From a biomechanical and clinical point of view, gait of PD patients looses its automatism and fluidity with a break down of memory of the locomotor control system⁶⁸. From control group to PD patients with increasing pathology, as DET and 〈L〉 decrease due to the decrease of long-range correlations with disease severity so that the tendencies of these RQA measures are also in accordance with the change of fractal scaling exponents α and H-values in FSM and AFA^24,29, the tendency in ENT has equivalent outcome with the differentiation of quasi-periodic arrangements and more periodic/less quasi-periodic ones⁶⁷. In accordance with our findings, Pelykh et al. in 2015 said that lower entropy values show higher regularity in movement, and higher entropy values show ‘complexity’ and suggested that PD patients’ postural control reflects their rigidity and low adaptability, attesting to their heightened risk for fall injuries⁶⁹. In this paper, we also show that the ‘complexity’ in movement, which leads to higher entropy, results from quasi-periodic fluctuations (not chaotic) in healthy gait. Approaching from quasi-periodic perspective to human movement may also explain why postural sway observed in patients with PD has less complex pattern compared to healthy persons using recurrence quantification analysis (RQA)⁷⁰. Lastly, it is well-known that generally the behaviour of a dynamical system is characterized by the maximum Lyapunov exponent λ_max which is an index that characterizes the rate of divergence of infinitesimally close trajectories while the system evolves in time and is a kind of order parameter which is inversely proportional of the correlation length^{65,71,72,73,74}. This completely explains the increasing tendency of the divergence measure DIV of RQA from healthy state to more pathological one as opposite of the others which have the decreasing tendencies.

Finally, it is shown in Fig. (7) that the complexity measures which we used in this research are very robust under white noise in the range of noise densities D _B  = [10⁻¹⁴, 10⁻⁴]. In this range, the median values of the measures have the same values with very small fluctuations for W _GM , W₅, W₄, W₃, which correspond to distinct regimes. The transition between the median values of the regimes emerges only in the range of noise densities D _B  = (10⁻⁴, 10⁻¹]. It can be said that noise seems irresistible to the system dynamics in this range which can be called heavy noise.

Appendix

We have also applied power spectra, variance and mean analyses (Fig. 8).
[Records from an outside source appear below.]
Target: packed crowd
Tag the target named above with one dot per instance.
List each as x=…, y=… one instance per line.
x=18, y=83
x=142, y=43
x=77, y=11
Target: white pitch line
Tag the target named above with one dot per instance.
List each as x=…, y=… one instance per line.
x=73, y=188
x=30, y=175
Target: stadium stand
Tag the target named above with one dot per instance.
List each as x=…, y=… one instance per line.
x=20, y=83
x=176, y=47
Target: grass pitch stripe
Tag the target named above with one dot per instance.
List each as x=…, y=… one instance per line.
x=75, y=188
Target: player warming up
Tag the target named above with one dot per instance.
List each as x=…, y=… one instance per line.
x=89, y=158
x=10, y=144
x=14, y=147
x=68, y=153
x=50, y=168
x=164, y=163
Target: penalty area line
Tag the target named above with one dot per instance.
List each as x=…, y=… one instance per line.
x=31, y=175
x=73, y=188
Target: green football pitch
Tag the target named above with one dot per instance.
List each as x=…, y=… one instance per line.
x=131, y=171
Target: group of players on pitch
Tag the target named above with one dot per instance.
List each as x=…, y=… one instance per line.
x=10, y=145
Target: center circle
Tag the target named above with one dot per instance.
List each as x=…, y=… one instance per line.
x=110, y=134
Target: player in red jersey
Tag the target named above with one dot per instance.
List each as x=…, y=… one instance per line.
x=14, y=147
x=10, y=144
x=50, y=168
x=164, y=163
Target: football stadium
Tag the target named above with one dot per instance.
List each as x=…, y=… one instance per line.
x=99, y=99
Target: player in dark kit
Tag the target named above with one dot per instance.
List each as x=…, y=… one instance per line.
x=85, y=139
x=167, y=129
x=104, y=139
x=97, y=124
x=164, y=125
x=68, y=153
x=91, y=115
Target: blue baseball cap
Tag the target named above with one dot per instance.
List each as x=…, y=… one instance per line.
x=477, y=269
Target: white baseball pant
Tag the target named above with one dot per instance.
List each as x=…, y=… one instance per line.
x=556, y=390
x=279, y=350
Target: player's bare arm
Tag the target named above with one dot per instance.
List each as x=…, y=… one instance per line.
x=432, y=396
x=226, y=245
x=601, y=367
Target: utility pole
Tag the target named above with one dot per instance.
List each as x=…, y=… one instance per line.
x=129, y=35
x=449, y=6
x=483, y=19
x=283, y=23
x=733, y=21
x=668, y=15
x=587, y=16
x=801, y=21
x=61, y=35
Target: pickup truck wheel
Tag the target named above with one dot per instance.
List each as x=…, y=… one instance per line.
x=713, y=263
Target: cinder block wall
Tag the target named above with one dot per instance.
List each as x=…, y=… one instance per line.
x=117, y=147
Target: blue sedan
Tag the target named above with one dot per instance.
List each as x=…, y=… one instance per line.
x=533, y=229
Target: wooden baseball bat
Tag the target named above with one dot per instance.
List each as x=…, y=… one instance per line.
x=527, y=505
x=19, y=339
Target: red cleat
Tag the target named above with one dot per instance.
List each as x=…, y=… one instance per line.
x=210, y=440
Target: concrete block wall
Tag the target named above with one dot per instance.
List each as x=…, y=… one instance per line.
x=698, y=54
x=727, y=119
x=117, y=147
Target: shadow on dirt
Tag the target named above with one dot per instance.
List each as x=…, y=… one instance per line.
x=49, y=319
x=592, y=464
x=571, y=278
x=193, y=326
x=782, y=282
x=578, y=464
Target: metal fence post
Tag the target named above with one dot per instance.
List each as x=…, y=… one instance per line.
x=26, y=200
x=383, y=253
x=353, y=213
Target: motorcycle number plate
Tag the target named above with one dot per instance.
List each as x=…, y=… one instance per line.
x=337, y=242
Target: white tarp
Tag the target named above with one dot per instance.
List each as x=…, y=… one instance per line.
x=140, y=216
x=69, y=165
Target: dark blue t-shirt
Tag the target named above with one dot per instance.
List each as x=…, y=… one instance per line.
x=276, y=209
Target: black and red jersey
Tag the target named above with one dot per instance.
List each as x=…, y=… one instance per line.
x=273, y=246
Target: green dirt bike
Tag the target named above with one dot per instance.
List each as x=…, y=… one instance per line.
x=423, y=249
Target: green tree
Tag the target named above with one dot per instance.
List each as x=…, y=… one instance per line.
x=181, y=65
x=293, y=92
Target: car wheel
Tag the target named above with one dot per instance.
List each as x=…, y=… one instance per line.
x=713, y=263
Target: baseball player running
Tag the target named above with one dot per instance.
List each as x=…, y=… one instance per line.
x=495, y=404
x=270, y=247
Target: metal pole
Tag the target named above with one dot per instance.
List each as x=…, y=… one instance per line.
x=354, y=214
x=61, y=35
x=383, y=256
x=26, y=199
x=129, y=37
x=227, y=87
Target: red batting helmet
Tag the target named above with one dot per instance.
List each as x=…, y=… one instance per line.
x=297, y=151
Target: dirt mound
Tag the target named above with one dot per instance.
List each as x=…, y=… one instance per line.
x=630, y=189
Slight differences in the frequency spectra (p-value = 0.002) are visible between all disease stages, where the difference is rather small between disease stage 0 and 2, but higher between stage 3 and the rest. The differences become less for the variances (p-value = 0.02), with almost equal means for the disease stages 2 to 3. Average values of the swing forces are quite similar for all disease stages (p-value = 0.4), with slightly elevated values for disease stages 2.5 and 3. Thus, the linear measures are less efficient for discriminating the disease stages. All results in this section are worse than those of RQA measures in terms of significance level (p-value < 0.0001 for RQA measures).

Figure 8

Bar plots of the (a) amplitude of the dominant peak in the low frequency region in the range of (0, 5] Hz of power spectral density (p-value = 0.002), (b) variances (σ²) (p-value = 0.02) and (c) means (μ) (p-value = 0.4) of the swing forces (\({F}_{L}^{{\rm{Swing}}}\)) calculated from the each adult in distinct groups which have disease severity with 0, 2, 2.5, 3, respectively. We found some differences in the median of the frequency powers and variances between the group with distinct severity 0 through 3. The average values of the swing forces do not show any significant differences. All results are worst than those of RQA in terms of significance level.